Nets center Nic Claxton shoots over Magic center Wendell Carter Jr. 

Nets center Nic Claxton shoots over Magic center Wendell Carter Jr.  Credit: AP/John Raoux

The Nets’ recent four-game road trip was a disaster, save for one win against the Grizzlies. The next two games can mitigate that bitter stretch.

With the Hawks coming to Barclays Center on Thursday and Saturday, the Nets have a two-game series that will affect whether the play-in tournament remains a reality.

They woke up Wednesday four games behind the Hawks for 10th place in the Eastern Conference, the final play-in spot. The Nets also are fully aware these games carry a bit more weight with 23 games remaining.

“If we sweep them — beat them twice — then I feel like that puts us in a really good position,” Nic Claxton said. “So we’ve got to have short-term memory and be ready for those two games back at home.”
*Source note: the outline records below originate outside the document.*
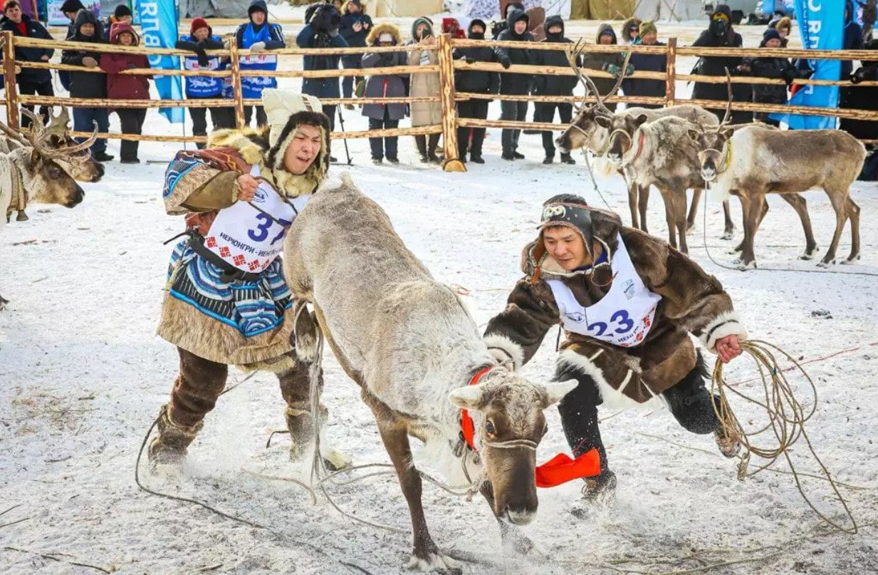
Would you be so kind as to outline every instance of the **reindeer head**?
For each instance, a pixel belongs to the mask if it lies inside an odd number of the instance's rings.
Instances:
[[[619,86],[622,85],[622,81],[624,79],[624,74],[623,74],[616,81],[613,89],[605,96],[601,96],[597,86],[594,85],[594,82],[582,72],[577,63],[577,60],[584,50],[585,43],[580,40],[576,43],[572,51],[567,54],[567,61],[585,88],[586,95],[570,126],[561,133],[560,136],[555,139],[555,144],[558,147],[558,149],[565,153],[580,147],[586,147],[593,152],[599,152],[604,148],[608,133],[601,128],[601,125],[597,122],[597,119],[601,116],[613,115],[613,111],[604,104],[604,98],[610,94],[615,93],[619,90]],[[631,53],[629,52],[625,56],[623,69],[628,67],[628,61],[630,57]],[[586,101],[589,92],[594,95],[595,101],[592,104],[588,104]]]
[[[493,369],[476,385],[451,392],[449,399],[473,418],[494,514],[526,525],[536,513],[536,446],[548,428],[543,410],[576,387],[576,380],[536,385]]]
[[[30,131],[21,134],[3,123],[0,123],[0,131],[22,146],[13,150],[11,155],[15,158],[28,199],[72,208],[83,201],[85,192],[58,161],[78,162],[82,152],[87,150],[97,138],[97,126],[85,141],[50,147],[47,143],[49,136],[42,119],[29,111],[23,112],[29,114],[33,121]]]
[[[623,156],[635,146],[634,139],[637,128],[643,126],[646,119],[645,114],[632,117],[626,113],[597,118],[597,123],[609,133],[607,144],[608,160],[615,163],[622,162]]]
[[[38,121],[38,117],[29,110],[22,109],[21,112],[31,119],[31,126],[42,125],[41,119]],[[67,108],[61,106],[58,115],[50,116],[49,123],[42,128],[42,133],[39,137],[46,141],[49,149],[69,148],[76,145],[76,140],[70,135],[70,117]],[[55,158],[55,162],[77,182],[95,183],[104,177],[104,164],[91,157],[89,148],[78,154],[59,156]]]
[[[726,164],[726,145],[734,133],[734,128],[721,126],[716,129],[690,129],[689,138],[698,147],[698,162],[702,166],[702,177],[713,182],[723,172]]]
The stakes are simple. Win both games and the Nets will be two games behind the Hawks. They’ll also win the season series, which gives them a tiebreaker advantage. Split the games and the Nets remain where they are. Lose both games and the play-in gets almost out of reach as the Hawks will have a six-game lead and the tiebreaker edge.

It helps that the Hawks won’t have All-Star guard Trae Young, who just had surgery on his pinkie finger. He had 43 and 30 points when the Nets and Hawks met earlier this season in Atlanta.

The Hawks won the first meeting, 147-145, in overtime Nov. 22. The Nets got revenge on Dec. 6, winning 114-113 on a jumper by Mikal Bridges with 5.1 seconds left.

But the Nets can’t focus on how close those games were. The games also occurred before their swoon started Dec. 27 with a loss to the Bucks. Since then, the Nets are 7-21 and only the Wizards have fewer wins (four) over that span.

Against the Magic, they tied a season low with 18 assists, three games after only 19 assists against the Raptors. They’ve lost eight of their last 10 games, their second-worst stretch since going 1-9 from Dec. 27 to Jan. 17.

Yet they can fix some of that pain against the Hawks. Bridges understood the pressure but tried to keep it in context when asked if these two games are similar to playoff games in importance.

“Sure, but I feel like every game is super important,” Bridges said. "So it’s not really looking at any other game, Our best game, toughest game is the next game, no matter what the issue is or who we play.”

At the same time, these games are as close to must-wins as any right now. Four of the Nets’ next five games are against sub-.500 teams and the fifth on Tuesday is hosting the 76ers, who are without All-Star Joel Embiid.

So make no mistake. The Nets’ season doesn’t come down to these next two games. But winning them — or at least a split — would salvage what’s left of it after an ugly road trip.